Your 1st paragraph in “raw” I could have written myself. I just asked my husband last weeks. “When will I be something or someone instead of just Jessie that girl who does a lot of things but never succeeds at anything significant.” Seems so self pittying but it’s how I’ve felt. Darn Type A personalities. I even asked God, “Why’d you make me this way if I’m supposed to learn to surrender. I can’t surrender AND be in control!”

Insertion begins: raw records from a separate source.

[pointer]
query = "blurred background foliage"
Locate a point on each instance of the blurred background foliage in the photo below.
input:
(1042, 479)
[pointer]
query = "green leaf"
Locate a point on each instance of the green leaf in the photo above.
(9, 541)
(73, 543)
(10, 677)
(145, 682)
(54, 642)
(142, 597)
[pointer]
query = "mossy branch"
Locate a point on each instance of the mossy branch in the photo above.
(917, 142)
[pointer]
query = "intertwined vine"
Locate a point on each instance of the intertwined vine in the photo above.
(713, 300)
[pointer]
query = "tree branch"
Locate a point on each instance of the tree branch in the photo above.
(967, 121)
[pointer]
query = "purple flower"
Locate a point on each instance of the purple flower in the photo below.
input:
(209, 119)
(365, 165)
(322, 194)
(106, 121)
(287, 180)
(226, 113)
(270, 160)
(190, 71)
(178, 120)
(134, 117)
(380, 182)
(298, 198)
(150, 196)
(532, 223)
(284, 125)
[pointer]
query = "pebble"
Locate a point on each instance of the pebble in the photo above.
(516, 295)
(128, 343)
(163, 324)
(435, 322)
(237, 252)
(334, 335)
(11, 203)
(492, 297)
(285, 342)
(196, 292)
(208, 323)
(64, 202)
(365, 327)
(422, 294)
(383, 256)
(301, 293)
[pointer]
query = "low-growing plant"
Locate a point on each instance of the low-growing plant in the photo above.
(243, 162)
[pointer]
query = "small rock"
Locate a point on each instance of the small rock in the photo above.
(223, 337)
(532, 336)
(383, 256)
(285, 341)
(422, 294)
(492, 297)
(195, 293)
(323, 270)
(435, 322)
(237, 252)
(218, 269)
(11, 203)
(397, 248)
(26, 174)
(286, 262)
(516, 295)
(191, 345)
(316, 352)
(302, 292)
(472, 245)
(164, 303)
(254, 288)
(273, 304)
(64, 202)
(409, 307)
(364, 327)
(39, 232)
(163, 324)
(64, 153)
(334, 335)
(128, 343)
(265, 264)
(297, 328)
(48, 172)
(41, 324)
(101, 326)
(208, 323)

Well, all I know is I’m struggling through it with you. And whatever else happens I’m thrilled to be a friend, little sis, faithful student. You amaze me in your patience, dilligence, knowledge, kindness, ability to be real and relational despite the computer screen between the miles.
God allowed us to meet exactly when I needed it. Know that I consider you more than just Gina the Writer, you are my friend and big Sis! If you were already “famous”
could it have happened?
So, maybe that’s our answer, to touch people’s lives is a better “title” than to become something or someone! Then WHEN we become those influential people in God’s timing we have the relationships to sustain us, kick us in the pants, redirect us and/or give us meaning when it ain’t what we thought!
Who knows. I’m still wondering in my own life.
Praying for you!
Jess
I know exactly how you feel. I am in the same boat, wondering what God’s plans are for me. I have faith that he will reveal his plan in due time.